Molecular species phylogeny and orthology. (A) The maximum likelihood molecular species phylogeny estimated from universal single-copy orthologs supports the recognized species relationships with An. stephensi and An. gambiae in subgenus Cellia within the genus Anopheles. (B) Comparative analysis of orthologs from An. stephensi, An. gambiae, Ae. aegypti, and D. melanogaster. Orthologous genes were retrieved from OrthoDB. A total of 7,305 genes were shared among all four species, 1,297 genes were specific to An. stephensi, 653 genes were Anopheles-specific, and 1,863 genes were mosquito-specific.

Figure 3

Gene clustering according to expression profile. Twenty groups of genes were clustered by expression profile. The expression profiles used for grouping were generated using 11 RNA-seq samples spanning developmental time points including: 0 to 1, 2 to 4, 4 to 8, and 8 to 12 h embryos, larva, pupa, adult males, adult females, non-blood-fed ovaries, blood-fed ovaries, and 24 h post-blood-fed female carcass without ovaries. Male stage are colored blue, female stages are colored green, ovary samples are colored yellow, embryo samples are colored red, larva samples are colored pink, and pupa samples are colored purple. Many of these clusters correspond to either a specific developmental stage or specific sex.

Figure 4

Genome landscape. Density of genes (black vertical lines), transposable elements (TEs; green vertical lines), and short tandem repeats (STRs; red vertical lines) in 100 kb windows of mapped scaffolds. Based on the physical map, scaffolds were ordered and oriented respective to their position in the chromosomes and then 100 kb non-overlapping windows were generated for each scaffold (X-axis). The density of genes and TEs (Y-axis) was determined using coverageBed.

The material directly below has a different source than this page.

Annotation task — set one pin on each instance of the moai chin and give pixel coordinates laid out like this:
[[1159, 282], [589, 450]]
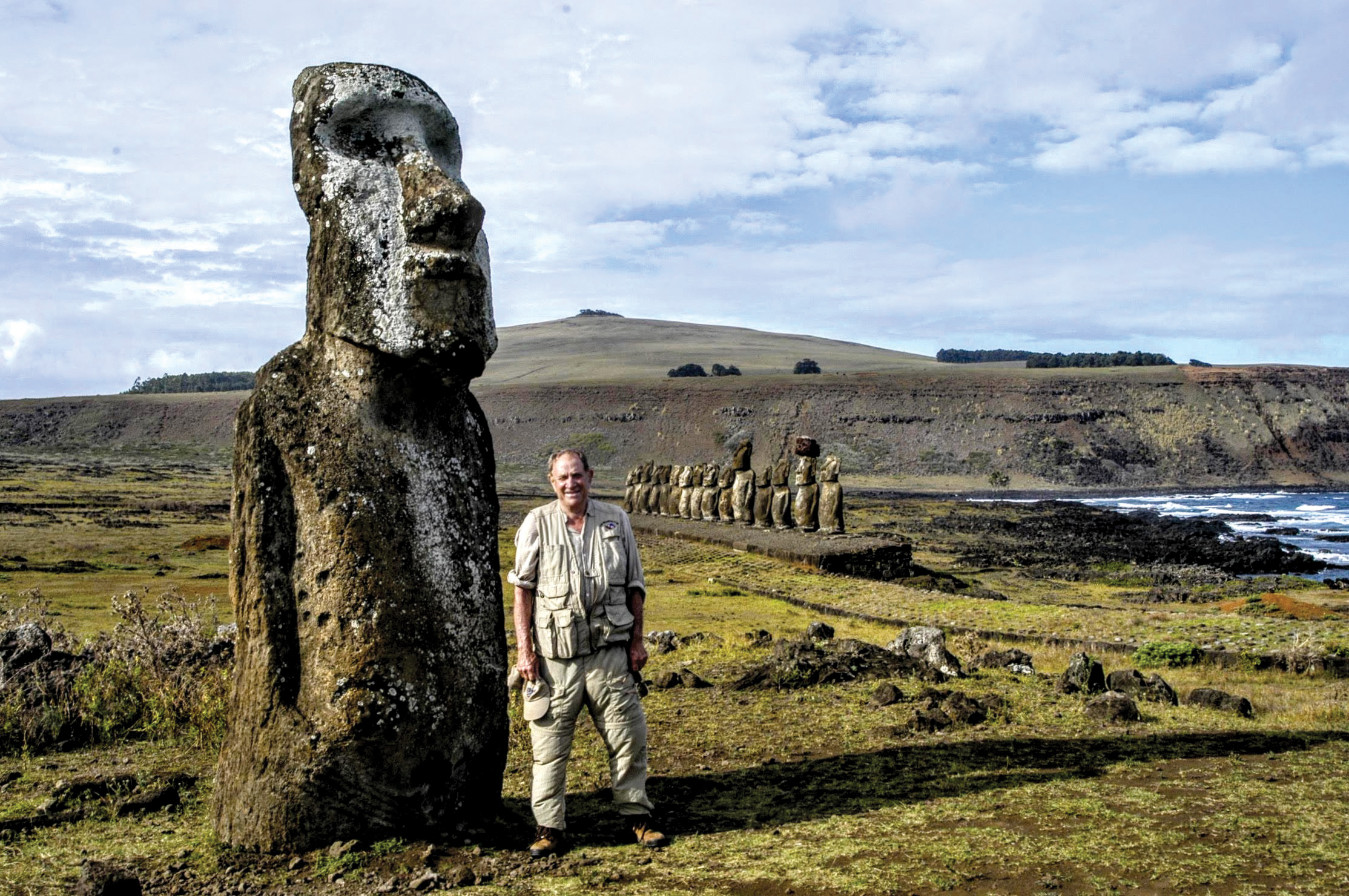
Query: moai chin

Satellite sequences were identified using TandemRepeatFinder. The short tandem repeats track is a combination of the number of microsatellites, minisatellites, and satellites per 100 kb window.

Figure 5

Average density/100 kb/ARM. A comparison of the average density per 100 kb of genes, TEs, S/MARS, microsatellites, minisatellites, and satellites between chromosome arms.

Figure 6

FISH with Aste72A, rDNA, and DAPI on mitotic chromosomes. The pattern of hybridization for satellite DNA Aste72A on mitotic sex chromosomes of An. stephensi. Aste72A hybridizes to pericentric heterochromatin in both X and Y chromosomes while ribosomal DNA locus maps next to the heterochromatin band in sex chromosomes.

Figure 7

Synteny. Synteny between An. stephensi and An. gambiae based on 6,448 single-copy orthologs. Orthologs with the same orientation in An. stephensi and An. gambiae are connected with red lines and orthologs with the opposite orientation are connected with blue lines. Orthologous genes from An. stephensi and An. gambiae were retrieved from OrthoDB. The physical map was used to identify the relative locations of genes on the An. stephensi chromosomes. The relationship of the position between the An. stephensi and An. gambiae orthologs were plotted with GenoPlotR. 66 syntenic blocks were identified on the X chromosome. A total of 104 and 64 syntenic blocks were identified on 2R and 2L (3L in An. stephensi). A total of 104 and 42 syntenic blocks were identified on 3R and 3L (2L in An. stephensi). Therefore, the X chromosome has undergone the most rearrangements per megabase.

Figure 8

Chromosome evolution in Anopheles and Drosophila . (A) Higher rates of rearrangement on the X chromosome compared to autosomes between An. stephensi and An. gambiae. Arm designations for the figure are according to An. stephensi. (B) The ratio of the X chromosome evolution rate to the total rate of rearrangement is higher in Anopheles than in Drosophila.